Business Analytics: Why Not Experiment?

I recently came across a couple good articles on business experimentation from my meanderings of more than 30 LinkedIn group discussions. Randomized experiments or related quasi-experimental designs for measurement are now part and parcel of evidence-based business. Indeed, whether you refer to the focus as data-driven, super-crunching or big data analytics, central to them all are large data sets, statistics/machine learning algorithms and sophisticated designs.

Writing in the European Business Review, Harvard Business School professor Stefan Thomke derides what he sees as the current obsession with cost-side optimization and standardization — “Six Sigmaing” — which he feels may ultimately come back to haunt practicing companies:

“Such organizations leave themselves vulnerable to underinvesting in experimentation and variation, which are the lifeblood of innovation … And it is only through such experimentation, which might include structured cause-and-effect tests, informal trial-and-error experiments, and rigorous randomized field trials, that companies can unlock their true capacity for innovation.”

The poster children for the innovation problem, according to Thomke, are 3M and now-departed CEO W. James McNerney Jr., who built a Six Sigma reputation at General Electric. Under McNerney’s leadership and process improvement prioritization, 3M started losing its innovation edge, with new product revenue dropping from 33 to 25 percent of sales.

If Six Sigma is preoccupied with the cost side of P&L, then innovation and experimentation are more concerned with revenue. Thomke argues that in a downturn such as the world economy has recently experienced, it’s important to step on the innovation accelerator — “those companies that maintain their experimentation when business is slow will be all the more prepared when the market eventually picks up.”

For Thomke, innovation requires experimentation, since in the complex business world, passive observation and exploration are generally not enough to discern complex environments and linkages among variables. Properly designed and implemented experiments, on the other hand, can shed light on important causal relationships.

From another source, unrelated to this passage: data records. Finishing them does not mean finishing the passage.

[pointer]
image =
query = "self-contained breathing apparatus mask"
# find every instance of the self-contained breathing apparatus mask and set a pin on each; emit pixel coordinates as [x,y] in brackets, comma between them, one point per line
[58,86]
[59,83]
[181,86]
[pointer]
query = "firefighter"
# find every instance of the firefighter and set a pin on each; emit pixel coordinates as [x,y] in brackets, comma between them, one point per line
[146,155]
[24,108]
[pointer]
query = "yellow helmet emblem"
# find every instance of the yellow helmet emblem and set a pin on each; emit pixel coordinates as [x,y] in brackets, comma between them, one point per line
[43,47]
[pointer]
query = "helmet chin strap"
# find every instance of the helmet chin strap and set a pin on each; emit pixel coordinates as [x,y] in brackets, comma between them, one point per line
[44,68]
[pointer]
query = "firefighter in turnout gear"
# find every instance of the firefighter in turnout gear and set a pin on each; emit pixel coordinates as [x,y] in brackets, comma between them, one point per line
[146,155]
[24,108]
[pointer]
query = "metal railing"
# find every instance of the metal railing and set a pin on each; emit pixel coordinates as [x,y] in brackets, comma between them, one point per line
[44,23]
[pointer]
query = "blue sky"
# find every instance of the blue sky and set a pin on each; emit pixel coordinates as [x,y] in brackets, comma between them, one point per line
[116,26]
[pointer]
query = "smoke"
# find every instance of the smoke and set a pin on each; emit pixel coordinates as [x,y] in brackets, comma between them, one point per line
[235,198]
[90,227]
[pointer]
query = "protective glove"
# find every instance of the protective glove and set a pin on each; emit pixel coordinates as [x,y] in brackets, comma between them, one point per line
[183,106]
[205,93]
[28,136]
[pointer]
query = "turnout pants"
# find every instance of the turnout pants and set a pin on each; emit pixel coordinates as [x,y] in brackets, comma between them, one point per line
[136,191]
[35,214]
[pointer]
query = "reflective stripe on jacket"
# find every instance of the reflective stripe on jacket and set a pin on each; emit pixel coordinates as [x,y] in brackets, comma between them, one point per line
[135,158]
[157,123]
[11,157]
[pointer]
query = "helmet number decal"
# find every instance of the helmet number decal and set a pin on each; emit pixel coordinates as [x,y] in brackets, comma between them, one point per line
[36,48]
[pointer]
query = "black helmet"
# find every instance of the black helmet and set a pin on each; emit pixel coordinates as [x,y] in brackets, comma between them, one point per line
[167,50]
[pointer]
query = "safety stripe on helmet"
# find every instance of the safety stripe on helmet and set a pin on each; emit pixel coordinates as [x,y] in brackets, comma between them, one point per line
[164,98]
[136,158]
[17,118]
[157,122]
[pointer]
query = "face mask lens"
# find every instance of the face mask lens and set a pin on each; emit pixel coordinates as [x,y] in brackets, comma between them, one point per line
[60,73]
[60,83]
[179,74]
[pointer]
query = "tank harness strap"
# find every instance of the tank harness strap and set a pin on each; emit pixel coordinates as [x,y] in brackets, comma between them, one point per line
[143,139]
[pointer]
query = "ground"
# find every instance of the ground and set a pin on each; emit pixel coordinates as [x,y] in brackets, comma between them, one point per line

For example, “randomized field trials can help companies determine whether specific changes, such as a new layout for a chain of retail stores, will lead to improved performance (a significant bump in sales).” And medical researchers can determine the efficacy of a new treatment by executing a trial that randomly assigns patients to treatment/control groups and comparing outcome measures.

Even properly executed experiments — those with high internal validity — can still suffer from external validity shortcomings if the sample isn’t representative of the larger population or the findings don’t generalize beyond the specific experimental settings.

The good news for business innovators is that experimentation has never been cheaper. Many B2C companies design, implement and analyze thousands of experiments weekly, fueled by Internet access to customers and inexpensive technologies. Amazon and Google users participate in trials almost every time they log in.

Thomke's doctrine appears not to have been lost on 3M replacement CEO George Buckley, who countermanded many of his predecessor’s dictums, increasing the R&D budget and unshackling the research scientists, tellingly stating: “Invention is by its very nature a disorderly process ... You can’t put a Six Sigma process into that area and say, well, I’m getting behind on invention, so I’m going to schedule myself for three good ideas on Wednesday and two on Friday. That’s not how creativity works.”

Behavioral economist Dan Ariely is frustrated with business reluctance to experiment as well: “I’ve often tried to help companies do experiments, and usually I fail spectacularly,” he notes, citing personal unfulfilled consultations in marketing and HR.

Ariely offers two psychological explanations for organizational apprehension over experimentation. First, adoption of the experimental method mandates that business trade off short-term losses for the potential of longer-term gains. And that’s only the potential for gain. The experimental mentality means accepting that you’ll often fail – and of course retain management support in the process. In the what-have-you-done-for-me-this-quarter mentality, that accommodation may not fly.  

Second is the sense of security – or maybe just cognitive dissonance – that derives from having highly-paid experts make strategic choices. Historically, companies have been much more comfortable adopting the recommendations of experts over those of cold analytics. I suspect experts have been more comfortable with that situation as well!

But that’s changing. Some of the business consultants I’ve worked with in the past and watched pooh-pooh analytics are now on the bandwagon. The major strategy and business consultancies are aggressively establishing big data and analytics practices. And the notion that analytics trumps experts for many predictive decisions is almost universally accepted now, even if grudgingly by some. This is assuredly good news for business.